Tensor Parallelism for Large Models
# LLaMA-70B на 4xA100 80GB
python -m vllm.entrypoints.openai.api_server \
--model meta-llama/Llama-3-70b-instruct \
--tensor-parallel-size 4 \ # шардирование по 4 GPU
--dtype bfloat16 \
--max-model-len 16384 \
--gpu-memory-utilization 0.95
Tensor parallelism splits attention heads and FFN matrices across GPUs.
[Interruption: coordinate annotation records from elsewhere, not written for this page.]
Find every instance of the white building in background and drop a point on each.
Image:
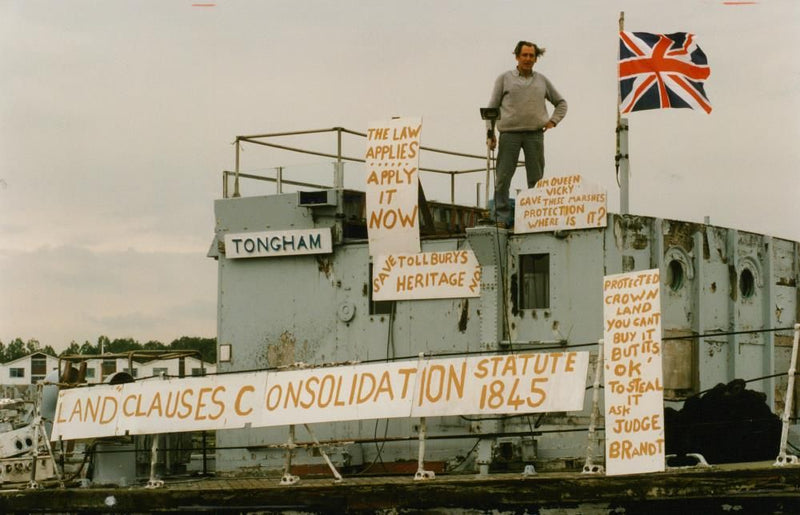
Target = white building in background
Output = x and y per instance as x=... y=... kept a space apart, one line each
x=34 y=367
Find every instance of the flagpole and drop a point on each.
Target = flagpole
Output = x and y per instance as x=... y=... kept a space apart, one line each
x=621 y=158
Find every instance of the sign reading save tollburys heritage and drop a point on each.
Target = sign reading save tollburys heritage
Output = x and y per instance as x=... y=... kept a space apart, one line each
x=427 y=275
x=512 y=383
x=634 y=395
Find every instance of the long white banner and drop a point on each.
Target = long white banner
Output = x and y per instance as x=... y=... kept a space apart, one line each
x=510 y=383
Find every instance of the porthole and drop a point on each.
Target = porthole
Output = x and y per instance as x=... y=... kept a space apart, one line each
x=675 y=275
x=747 y=283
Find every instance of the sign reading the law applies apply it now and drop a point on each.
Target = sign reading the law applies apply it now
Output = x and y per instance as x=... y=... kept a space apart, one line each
x=392 y=186
x=513 y=383
x=634 y=395
x=560 y=203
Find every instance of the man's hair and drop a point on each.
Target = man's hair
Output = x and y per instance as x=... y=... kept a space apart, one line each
x=537 y=49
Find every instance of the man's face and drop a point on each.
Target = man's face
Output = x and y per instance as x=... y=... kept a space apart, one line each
x=526 y=59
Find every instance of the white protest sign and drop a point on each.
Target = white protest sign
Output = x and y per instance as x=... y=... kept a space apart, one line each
x=392 y=186
x=518 y=383
x=428 y=275
x=634 y=395
x=560 y=203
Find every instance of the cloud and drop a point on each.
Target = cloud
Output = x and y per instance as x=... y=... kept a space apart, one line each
x=66 y=293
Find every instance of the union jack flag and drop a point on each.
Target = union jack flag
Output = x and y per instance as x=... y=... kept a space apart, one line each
x=659 y=71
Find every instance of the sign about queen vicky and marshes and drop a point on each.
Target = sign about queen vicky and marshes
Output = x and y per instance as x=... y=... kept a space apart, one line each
x=560 y=203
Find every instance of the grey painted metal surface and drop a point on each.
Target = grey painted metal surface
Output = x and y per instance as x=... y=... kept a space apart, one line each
x=317 y=309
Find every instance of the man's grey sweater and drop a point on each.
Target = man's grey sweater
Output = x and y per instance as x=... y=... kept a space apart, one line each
x=522 y=102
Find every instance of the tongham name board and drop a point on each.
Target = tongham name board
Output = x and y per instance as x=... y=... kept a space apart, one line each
x=560 y=203
x=278 y=243
x=392 y=185
x=503 y=384
x=634 y=395
x=427 y=275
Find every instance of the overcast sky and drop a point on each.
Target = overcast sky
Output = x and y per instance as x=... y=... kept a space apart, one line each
x=117 y=117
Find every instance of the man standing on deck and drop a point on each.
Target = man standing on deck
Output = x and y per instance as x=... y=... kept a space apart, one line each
x=520 y=94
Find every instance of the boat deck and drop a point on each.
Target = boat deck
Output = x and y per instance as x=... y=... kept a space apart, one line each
x=736 y=488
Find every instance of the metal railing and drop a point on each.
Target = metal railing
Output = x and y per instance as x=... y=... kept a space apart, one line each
x=338 y=156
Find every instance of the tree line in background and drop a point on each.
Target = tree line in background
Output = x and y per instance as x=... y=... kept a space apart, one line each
x=18 y=348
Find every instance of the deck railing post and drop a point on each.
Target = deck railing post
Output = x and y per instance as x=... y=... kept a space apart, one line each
x=783 y=458
x=589 y=467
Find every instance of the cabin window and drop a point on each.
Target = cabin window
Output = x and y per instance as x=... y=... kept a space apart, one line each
x=377 y=307
x=747 y=283
x=39 y=366
x=109 y=367
x=534 y=290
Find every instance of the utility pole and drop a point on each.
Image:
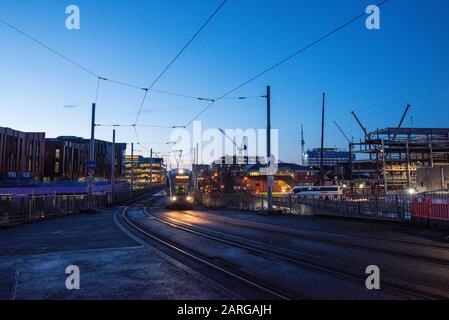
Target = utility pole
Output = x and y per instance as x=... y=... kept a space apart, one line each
x=269 y=176
x=384 y=164
x=322 y=143
x=113 y=165
x=151 y=167
x=303 y=143
x=91 y=166
x=132 y=166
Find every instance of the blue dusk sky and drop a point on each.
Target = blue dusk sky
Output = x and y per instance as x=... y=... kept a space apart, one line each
x=376 y=73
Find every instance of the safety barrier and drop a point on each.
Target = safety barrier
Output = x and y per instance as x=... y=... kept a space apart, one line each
x=431 y=210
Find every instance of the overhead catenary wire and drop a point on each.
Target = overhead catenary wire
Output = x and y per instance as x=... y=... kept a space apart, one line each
x=282 y=61
x=178 y=55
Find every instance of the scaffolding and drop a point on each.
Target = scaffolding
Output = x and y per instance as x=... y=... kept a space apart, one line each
x=389 y=158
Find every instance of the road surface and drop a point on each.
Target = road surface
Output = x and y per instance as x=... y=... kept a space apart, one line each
x=146 y=251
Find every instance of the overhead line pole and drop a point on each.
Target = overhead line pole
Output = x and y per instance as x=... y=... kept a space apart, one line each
x=269 y=176
x=91 y=153
x=322 y=143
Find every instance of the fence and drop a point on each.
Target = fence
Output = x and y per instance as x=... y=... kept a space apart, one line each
x=20 y=209
x=421 y=209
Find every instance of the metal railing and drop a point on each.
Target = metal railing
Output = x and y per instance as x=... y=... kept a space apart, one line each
x=394 y=207
x=16 y=209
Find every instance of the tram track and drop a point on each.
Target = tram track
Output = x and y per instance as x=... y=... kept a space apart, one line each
x=413 y=291
x=298 y=235
x=263 y=290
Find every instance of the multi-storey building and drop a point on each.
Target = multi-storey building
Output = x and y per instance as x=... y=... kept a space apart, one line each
x=331 y=157
x=67 y=158
x=21 y=154
x=145 y=171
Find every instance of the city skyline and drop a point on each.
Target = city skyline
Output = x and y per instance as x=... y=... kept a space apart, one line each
x=368 y=71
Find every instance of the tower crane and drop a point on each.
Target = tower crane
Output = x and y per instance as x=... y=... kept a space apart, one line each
x=240 y=149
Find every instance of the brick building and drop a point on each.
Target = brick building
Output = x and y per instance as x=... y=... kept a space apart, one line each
x=21 y=154
x=67 y=157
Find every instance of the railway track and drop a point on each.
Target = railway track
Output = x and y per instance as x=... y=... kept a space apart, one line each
x=286 y=231
x=258 y=289
x=407 y=290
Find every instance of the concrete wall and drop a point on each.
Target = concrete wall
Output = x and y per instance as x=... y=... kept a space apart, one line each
x=432 y=179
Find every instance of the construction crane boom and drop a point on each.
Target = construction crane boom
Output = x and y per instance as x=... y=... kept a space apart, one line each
x=361 y=125
x=240 y=148
x=342 y=132
x=403 y=116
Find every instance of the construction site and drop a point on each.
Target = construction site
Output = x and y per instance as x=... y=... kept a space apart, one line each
x=397 y=160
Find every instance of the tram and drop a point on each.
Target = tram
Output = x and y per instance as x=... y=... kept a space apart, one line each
x=179 y=189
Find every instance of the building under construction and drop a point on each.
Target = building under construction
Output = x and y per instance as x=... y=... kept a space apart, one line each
x=398 y=159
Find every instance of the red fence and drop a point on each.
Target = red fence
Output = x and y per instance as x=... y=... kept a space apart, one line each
x=434 y=210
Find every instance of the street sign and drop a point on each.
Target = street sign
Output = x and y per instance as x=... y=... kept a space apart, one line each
x=91 y=166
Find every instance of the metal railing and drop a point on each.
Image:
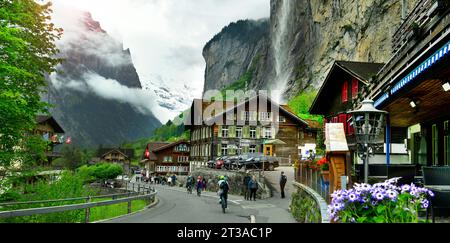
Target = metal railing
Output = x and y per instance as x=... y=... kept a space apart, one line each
x=313 y=178
x=142 y=193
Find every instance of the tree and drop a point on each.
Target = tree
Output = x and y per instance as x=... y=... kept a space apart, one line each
x=27 y=55
x=72 y=158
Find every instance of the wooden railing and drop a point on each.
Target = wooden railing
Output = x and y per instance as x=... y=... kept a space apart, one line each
x=143 y=192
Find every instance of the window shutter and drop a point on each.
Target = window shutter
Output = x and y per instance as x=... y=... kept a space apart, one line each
x=350 y=128
x=219 y=149
x=343 y=120
x=232 y=131
x=345 y=92
x=246 y=132
x=355 y=88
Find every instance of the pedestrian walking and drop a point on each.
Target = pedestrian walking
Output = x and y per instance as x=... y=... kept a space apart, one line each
x=169 y=181
x=283 y=180
x=247 y=179
x=253 y=187
x=204 y=184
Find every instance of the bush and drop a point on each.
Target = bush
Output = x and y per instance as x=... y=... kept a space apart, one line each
x=101 y=171
x=69 y=186
x=381 y=203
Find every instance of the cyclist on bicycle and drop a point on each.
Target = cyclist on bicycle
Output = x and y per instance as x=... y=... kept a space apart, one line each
x=199 y=185
x=224 y=187
x=190 y=184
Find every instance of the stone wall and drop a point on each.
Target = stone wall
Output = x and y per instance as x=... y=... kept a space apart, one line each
x=235 y=180
x=307 y=206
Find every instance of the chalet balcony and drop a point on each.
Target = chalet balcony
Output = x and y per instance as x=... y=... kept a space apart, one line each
x=310 y=175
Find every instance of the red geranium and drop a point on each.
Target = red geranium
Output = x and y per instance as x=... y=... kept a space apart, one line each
x=324 y=164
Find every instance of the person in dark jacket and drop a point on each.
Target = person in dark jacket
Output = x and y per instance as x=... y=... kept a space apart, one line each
x=253 y=187
x=283 y=180
x=247 y=179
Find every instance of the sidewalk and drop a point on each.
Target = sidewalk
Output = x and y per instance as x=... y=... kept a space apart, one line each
x=271 y=210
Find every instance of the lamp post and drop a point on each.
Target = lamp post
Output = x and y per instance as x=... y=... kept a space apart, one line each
x=368 y=123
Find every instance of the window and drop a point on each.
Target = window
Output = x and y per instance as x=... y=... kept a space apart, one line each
x=446 y=144
x=247 y=116
x=267 y=132
x=345 y=92
x=239 y=132
x=355 y=90
x=224 y=149
x=224 y=132
x=265 y=116
x=253 y=132
x=435 y=144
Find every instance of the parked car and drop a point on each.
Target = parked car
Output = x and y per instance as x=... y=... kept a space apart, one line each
x=123 y=177
x=258 y=161
x=229 y=162
x=211 y=164
x=220 y=162
x=241 y=160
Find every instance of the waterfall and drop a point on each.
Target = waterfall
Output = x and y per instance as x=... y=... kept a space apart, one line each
x=281 y=47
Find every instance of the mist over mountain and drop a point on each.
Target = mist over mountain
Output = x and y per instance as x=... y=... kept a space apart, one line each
x=96 y=93
x=296 y=47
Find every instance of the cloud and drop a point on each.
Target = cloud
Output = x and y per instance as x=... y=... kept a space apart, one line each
x=166 y=37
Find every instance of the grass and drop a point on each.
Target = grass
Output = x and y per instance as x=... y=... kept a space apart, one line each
x=115 y=210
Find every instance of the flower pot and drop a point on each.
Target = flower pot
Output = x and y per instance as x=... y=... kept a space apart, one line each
x=325 y=175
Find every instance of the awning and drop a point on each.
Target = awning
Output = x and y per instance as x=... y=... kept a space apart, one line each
x=274 y=142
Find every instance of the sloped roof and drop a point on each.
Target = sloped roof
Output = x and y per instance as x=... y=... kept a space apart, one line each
x=283 y=109
x=363 y=71
x=51 y=120
x=129 y=153
x=152 y=147
x=169 y=145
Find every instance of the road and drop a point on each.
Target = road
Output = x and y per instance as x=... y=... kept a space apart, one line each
x=176 y=206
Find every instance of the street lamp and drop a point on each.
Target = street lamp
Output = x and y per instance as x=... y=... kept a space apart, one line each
x=368 y=123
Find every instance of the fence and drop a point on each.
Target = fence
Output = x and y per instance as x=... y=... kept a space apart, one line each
x=313 y=178
x=142 y=192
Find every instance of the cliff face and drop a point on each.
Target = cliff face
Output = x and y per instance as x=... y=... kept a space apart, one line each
x=306 y=36
x=88 y=91
x=231 y=53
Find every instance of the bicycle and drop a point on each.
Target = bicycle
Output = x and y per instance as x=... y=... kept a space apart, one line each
x=223 y=201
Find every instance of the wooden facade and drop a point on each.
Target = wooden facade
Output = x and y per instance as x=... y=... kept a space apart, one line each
x=247 y=127
x=118 y=156
x=411 y=86
x=48 y=128
x=167 y=158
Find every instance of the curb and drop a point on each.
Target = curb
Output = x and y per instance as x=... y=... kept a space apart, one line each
x=133 y=213
x=204 y=195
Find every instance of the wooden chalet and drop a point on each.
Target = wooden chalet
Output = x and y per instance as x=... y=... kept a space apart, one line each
x=167 y=158
x=255 y=125
x=119 y=156
x=48 y=128
x=414 y=86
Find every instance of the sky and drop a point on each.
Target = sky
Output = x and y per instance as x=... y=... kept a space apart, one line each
x=166 y=37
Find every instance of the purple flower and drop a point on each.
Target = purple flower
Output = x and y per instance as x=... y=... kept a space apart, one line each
x=379 y=196
x=392 y=194
x=406 y=188
x=352 y=197
x=431 y=193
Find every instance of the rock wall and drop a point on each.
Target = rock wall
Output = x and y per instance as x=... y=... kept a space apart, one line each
x=304 y=39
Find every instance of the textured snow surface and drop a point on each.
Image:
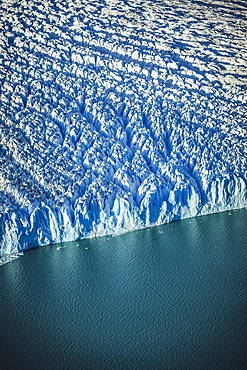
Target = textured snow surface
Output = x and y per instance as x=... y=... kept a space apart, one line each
x=118 y=115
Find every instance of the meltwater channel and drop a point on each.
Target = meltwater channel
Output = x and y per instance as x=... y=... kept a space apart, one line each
x=168 y=297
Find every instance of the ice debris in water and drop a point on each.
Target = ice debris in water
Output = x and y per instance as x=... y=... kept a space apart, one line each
x=118 y=115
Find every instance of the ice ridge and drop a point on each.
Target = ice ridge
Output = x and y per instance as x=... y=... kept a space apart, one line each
x=118 y=115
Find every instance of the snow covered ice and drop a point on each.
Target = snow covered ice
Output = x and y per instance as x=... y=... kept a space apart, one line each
x=118 y=115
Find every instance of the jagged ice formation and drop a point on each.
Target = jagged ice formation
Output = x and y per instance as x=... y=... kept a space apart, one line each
x=117 y=115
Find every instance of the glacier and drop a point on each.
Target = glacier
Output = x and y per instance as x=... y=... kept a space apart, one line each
x=119 y=115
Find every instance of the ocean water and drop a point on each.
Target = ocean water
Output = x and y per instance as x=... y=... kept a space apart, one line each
x=168 y=297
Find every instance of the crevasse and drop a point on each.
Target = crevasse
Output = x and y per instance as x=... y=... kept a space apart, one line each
x=118 y=116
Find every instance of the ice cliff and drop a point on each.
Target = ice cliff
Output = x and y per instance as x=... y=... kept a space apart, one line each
x=118 y=115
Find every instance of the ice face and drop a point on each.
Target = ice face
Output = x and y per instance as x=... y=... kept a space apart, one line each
x=118 y=115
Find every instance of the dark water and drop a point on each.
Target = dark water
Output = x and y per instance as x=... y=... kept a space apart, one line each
x=170 y=297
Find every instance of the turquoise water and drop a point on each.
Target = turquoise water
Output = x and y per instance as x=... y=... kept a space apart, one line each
x=169 y=297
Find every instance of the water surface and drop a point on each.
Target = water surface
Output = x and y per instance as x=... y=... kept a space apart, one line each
x=168 y=297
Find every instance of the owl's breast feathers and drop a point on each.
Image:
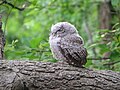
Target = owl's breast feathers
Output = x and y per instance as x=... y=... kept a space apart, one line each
x=71 y=47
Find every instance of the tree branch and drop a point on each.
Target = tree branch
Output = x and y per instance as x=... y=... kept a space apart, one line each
x=31 y=75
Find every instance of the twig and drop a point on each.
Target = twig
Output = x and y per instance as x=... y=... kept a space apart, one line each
x=98 y=58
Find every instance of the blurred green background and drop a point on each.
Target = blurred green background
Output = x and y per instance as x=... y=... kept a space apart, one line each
x=27 y=31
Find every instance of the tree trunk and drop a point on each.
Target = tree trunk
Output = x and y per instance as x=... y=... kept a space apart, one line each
x=30 y=75
x=2 y=39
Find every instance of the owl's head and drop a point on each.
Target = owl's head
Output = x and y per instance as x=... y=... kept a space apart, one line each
x=62 y=29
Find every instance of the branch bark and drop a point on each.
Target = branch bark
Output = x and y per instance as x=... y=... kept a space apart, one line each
x=30 y=75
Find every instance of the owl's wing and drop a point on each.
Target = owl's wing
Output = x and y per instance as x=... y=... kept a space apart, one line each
x=72 y=49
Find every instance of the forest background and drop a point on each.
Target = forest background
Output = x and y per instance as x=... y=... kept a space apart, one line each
x=26 y=24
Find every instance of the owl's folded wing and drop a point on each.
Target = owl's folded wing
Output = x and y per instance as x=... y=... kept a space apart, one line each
x=73 y=50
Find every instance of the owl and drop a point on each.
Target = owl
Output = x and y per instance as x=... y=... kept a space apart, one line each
x=67 y=45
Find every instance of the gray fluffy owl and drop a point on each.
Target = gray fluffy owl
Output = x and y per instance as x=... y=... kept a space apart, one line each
x=66 y=44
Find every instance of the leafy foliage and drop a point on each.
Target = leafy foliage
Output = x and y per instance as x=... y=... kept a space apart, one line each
x=27 y=31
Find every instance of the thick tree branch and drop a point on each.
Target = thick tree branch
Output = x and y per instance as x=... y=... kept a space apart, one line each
x=30 y=75
x=10 y=4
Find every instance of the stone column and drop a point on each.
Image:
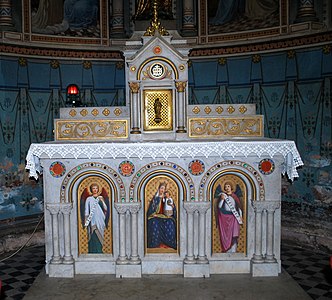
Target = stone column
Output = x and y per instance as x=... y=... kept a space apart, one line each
x=306 y=11
x=202 y=209
x=135 y=108
x=66 y=210
x=188 y=20
x=134 y=208
x=258 y=208
x=180 y=106
x=54 y=210
x=6 y=19
x=122 y=209
x=190 y=209
x=270 y=208
x=117 y=19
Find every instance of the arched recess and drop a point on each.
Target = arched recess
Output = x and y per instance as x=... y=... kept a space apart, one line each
x=163 y=166
x=228 y=231
x=141 y=72
x=161 y=230
x=75 y=189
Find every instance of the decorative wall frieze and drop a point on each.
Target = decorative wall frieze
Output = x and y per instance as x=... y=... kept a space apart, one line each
x=90 y=129
x=46 y=52
x=226 y=126
x=297 y=42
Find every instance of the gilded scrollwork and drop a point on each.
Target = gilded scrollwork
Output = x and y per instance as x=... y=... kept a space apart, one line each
x=203 y=127
x=91 y=130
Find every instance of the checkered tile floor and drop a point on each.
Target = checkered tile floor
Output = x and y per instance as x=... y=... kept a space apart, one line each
x=19 y=272
x=310 y=269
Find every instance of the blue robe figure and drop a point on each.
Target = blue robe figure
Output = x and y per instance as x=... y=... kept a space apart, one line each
x=161 y=228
For the 70B model: 4xA100 80GB = sufficient for BF16.
Quantization to save VRAM
# AWQ квантизация (лучшее качество среди 4-bit методов)
python -m vllm.entrypoints.openai.api_server \
--model TheBloke/Mistral-7B-Instruct-v0.3-AWQ \
--quantization awq \
--dtype auto
# GPTQ
python -m vllm.entrypoints.openai.api_server \
--model TheBloke/Llama-2-13B-GPTQ \
--quantization gptq
# FP8 (для H100)
python -m vllm.entrypoints.openai.api_server \
--model meta-llama/Llama-3-8b \
--quantization fp8
Result: 7B model in AWQ 4-bit takes up ~4 GB of VRAM instead of ~14 GB in BF16.
Speculative Decoding
Accelerating decoding through a draft model: a small model (draft) generates several tokens, while a larger model (target) verifies them in parallel. If there's a match, all tokens are accepted as a single forward pass.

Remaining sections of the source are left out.